Therapeutic effects of antidepressants

  1. Proven therapeutic options for depression (i.e., antidepressants, evidence-based psychotherapies such as cognitive behaviour therapy) should remain as front-line antidepressant treatments for major depressive disorder at any given time in life, including during the menopause transition.

Hormone therapy

  1. There is some evidence that oestrogen therapy has antidepressant effects in perimenopausal women with clinical depression, with or without vasomotor symptoms.
  2. There is also evidence that oestrogen therapy enhances mood and improves well-being in nondepressed perimenopausal and early postmenopausal women.
  3. Hormonal contraceptives, particularly when used continuously, have shown some benefits for mood regulation and could be helpful for women experiencing depressive symptoms while approaching menopause.
  4. Oestrogen therapy is ineffective as a treatment for depressive disorders in postmenopausal women
  5. Most studies on hormone therapy (HT) for the treatment of depression examined the effects of unopposed oestrogen
  6. Oestrogen-based therapies should not be considered as a strategy for prevention in nondepressed, asymptomatic peri- or postmenopausal women.
  7. Oestrogen-based therapies might augment clinical response to antidepressants, including SSRIs and SNRIs, in periomenopausal women with VMS
  8. Oestrogen is not FDA approved to treat depression

Other therapies

The available evidence is insufficient for recommending any of the following or treating depression related to the menopause transition.

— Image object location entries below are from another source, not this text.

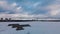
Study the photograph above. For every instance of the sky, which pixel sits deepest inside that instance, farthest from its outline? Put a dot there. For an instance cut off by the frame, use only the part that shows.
(30, 8)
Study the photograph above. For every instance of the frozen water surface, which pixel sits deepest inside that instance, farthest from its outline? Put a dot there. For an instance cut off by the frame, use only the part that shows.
(36, 28)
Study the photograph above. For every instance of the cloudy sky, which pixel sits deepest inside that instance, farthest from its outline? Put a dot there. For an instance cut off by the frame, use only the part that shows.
(30, 8)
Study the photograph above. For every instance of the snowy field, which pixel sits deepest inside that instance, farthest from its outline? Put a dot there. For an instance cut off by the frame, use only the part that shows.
(36, 28)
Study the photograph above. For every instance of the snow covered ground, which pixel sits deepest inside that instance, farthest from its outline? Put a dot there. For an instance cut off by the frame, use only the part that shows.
(36, 28)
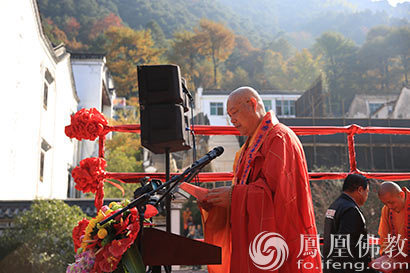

  1. Botanical extracts (e.g. St John’s wort, black cohosh, Gingko biloba, ginseng)
  2. Vitamins/Nutritional supplements (folate, omega-3 fatty acids)
  3.  Isoflavones/Phytoestrogens
  4. Neuromodulatory interventions (e.g. transcranial magnetic stimulation)
  5. Other complementary/alternative approaches (e.g. acupuncture, light therapy)

Gaps in knowledge (insufficient data)

  1. Does HT affect cognition in women for whom HT is indicated – i.e. women with moderate to severe VMS?
  2. Does use of HT or oral contraceptives in the perimenopause – as distinct from the early postmenopause – enhance cognition?
  3. Does early use of HT have effects on Alzheimer’s disease risk and the neuropathology underlying risk?
  4. Is HT effective in preventing cognitive decline in women who undergo early surgical menopause?

Although this review found many interesting conclusions, it also identified areas of missing or insufficient data that are in need of research. An area not covered in the research review was that of the gut microbiome and its influence. The gut microbiome is a primary source of neurotransmitters, the stress hormone cortisol seems to impede the development of these neurotransmitters, which could explain why stress can modify the effects of menopausal transition on depression. Infact, one of Pauline's team's current areas of research is measuring the gut microbiome in women that develop perinatal depression compared to women that don’t, so perhaps there will be more on this very soon!